Ali Hussain, il ragazzino nel corpo di un uomo di 110 anni (VIDEO)
Ali Hussain è un ragazzino indiano di 14 anni, ma è affetto da una malattia che hanno solo 80 persone in tutto il mondo: la Progeria, che lo fa invecchiare otto volte più velocemente del normale, causandogli le tipiche patologie degli anziani (dall'artrite ai problemi agli occhi, passando per le malattie cardiache e la calvizie); eppure non altera la mente, che resta l'unico vero indicatore dell' età del soggetto. Ali, infatti, è imprigionato nel corpo di un uomo di 110 anni. "Ho voglia di vivere e spero tanto che la fuori ci sia una cura che possa migliorare la mia condizione. Non ho paura della morte, ma i miei genitori hanno già sofferto abbastanza" ha detto Ali "Mi piacerebbe vivere molto più a lungo di loro. Non voglio scaricare altro dolore addosso alla mia famiglia". L'adolescente, infatti, ha già visto due dei suoi fratelli e tre delle sue sorelle morire a causa della stessa malattia.

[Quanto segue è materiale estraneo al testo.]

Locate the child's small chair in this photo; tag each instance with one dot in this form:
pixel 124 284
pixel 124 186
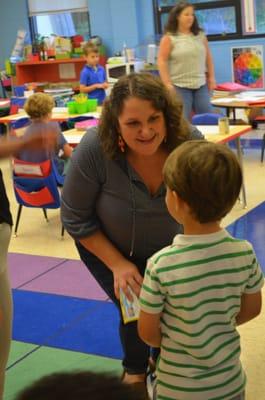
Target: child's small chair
pixel 206 119
pixel 35 185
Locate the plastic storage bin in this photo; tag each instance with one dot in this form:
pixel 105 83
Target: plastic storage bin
pixel 92 105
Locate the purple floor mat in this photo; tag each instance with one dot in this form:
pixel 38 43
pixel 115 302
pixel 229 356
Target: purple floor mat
pixel 69 279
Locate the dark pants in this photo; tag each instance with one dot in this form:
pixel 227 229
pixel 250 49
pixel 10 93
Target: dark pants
pixel 136 352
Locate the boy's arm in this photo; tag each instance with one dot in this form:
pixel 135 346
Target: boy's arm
pixel 149 328
pixel 250 307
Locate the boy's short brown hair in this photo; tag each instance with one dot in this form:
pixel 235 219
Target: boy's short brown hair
pixel 90 48
pixel 207 176
pixel 39 105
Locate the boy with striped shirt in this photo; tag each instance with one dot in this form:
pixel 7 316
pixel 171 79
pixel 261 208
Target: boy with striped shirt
pixel 197 290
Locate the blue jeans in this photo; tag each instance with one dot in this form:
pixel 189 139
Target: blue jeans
pixel 195 100
pixel 136 352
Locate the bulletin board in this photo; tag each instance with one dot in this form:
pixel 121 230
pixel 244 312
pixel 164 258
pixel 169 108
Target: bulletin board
pixel 247 66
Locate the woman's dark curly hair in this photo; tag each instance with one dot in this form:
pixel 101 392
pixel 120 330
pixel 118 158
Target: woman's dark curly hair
pixel 144 86
pixel 172 22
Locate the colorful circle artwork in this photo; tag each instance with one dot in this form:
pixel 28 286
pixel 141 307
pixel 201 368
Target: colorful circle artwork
pixel 248 69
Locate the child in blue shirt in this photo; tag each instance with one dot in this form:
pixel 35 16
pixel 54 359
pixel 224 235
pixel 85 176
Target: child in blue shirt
pixel 93 76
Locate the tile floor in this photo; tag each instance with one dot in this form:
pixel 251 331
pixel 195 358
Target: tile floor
pixel 62 318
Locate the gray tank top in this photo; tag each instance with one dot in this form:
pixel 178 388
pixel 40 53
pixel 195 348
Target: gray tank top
pixel 187 60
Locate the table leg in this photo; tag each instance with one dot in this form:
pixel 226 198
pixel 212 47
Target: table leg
pixel 240 159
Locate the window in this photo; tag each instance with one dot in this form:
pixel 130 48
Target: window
pixel 69 19
pixel 220 19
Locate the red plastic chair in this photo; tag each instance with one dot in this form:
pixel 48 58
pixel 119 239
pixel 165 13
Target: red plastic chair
pixel 35 186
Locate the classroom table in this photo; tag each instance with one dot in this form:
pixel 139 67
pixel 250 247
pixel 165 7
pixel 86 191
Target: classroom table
pixel 58 114
pixel 211 133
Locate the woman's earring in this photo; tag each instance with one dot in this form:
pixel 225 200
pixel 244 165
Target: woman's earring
pixel 121 144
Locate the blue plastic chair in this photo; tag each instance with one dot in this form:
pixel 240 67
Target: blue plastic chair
pixel 206 119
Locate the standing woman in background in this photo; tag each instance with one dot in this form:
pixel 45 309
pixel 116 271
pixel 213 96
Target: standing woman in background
pixel 184 60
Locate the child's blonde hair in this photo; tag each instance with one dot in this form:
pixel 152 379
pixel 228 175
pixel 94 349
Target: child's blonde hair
pixel 39 105
pixel 90 48
pixel 207 176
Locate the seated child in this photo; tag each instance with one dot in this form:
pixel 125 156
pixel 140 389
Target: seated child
pixel 80 385
pixel 93 76
pixel 39 108
pixel 197 290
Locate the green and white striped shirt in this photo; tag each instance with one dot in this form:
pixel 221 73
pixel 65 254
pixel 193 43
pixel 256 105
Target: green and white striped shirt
pixel 197 284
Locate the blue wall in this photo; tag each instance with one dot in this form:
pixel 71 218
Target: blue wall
pixel 13 16
pixel 116 21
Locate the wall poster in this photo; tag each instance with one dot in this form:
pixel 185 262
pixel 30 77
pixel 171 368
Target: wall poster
pixel 247 66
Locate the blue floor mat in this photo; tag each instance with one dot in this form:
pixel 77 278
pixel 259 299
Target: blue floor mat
pixel 87 326
pixel 252 228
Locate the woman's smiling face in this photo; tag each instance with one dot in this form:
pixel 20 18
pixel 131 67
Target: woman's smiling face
pixel 142 127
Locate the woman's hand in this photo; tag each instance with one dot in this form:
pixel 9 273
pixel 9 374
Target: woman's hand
pixel 127 275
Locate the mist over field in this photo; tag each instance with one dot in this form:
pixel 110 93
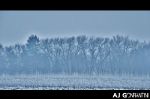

C'è da dire che i genitori di Ali – Nabi Khan, 50 anni, e Razia, 46 – sono cugini di primo grado e si sono sposati a seguito di un matrimonio combinato 32 anni fa. Vivono nello Bihar, lo stato più povero dell’India. Il padre ha raccontato di aver sentito parlare la prima volta della malattia che affligge i figli nel 1983, con la nascita della primogenita Rehana. Così come lui, anche molti medici. A quel tempo la Progeria era molto rara e scarsamente documentata. “Non avevamo mai sentito la parola Progeria, e neanche i medici. Brancolavano nel buio: erano all’oscuro come noi. Se un dottore ci avesse detto che i nostri bambini forse stavano soffrendo di un qualche tipo di problema genetico, avremmo smesso di avere figli. Ma non ci hanno detto nulla“ ha raccontato l'uomo.
Nel 1995, dopo anni di visite da diversi medici, un consulente a Kolkata ha finalmente diagnosticato la Progeria a quattro dei loro bambini e ha dato ai genitori la notizia devastante che non vi era alcuna cura per loro. “La diagnosi non ci ha aiutato“, aggiunge Nabi. “La gente era sicura che ci fosse una cura. Nessuno nella nostra comunità credeva che non c’era nulla che si potesse fare. Una famiglia che abita vicino a noi, era tormentata per noi perché non sapevano come aiutarci, non riuscivano a capire che potesse esserci una malattia senza cura“.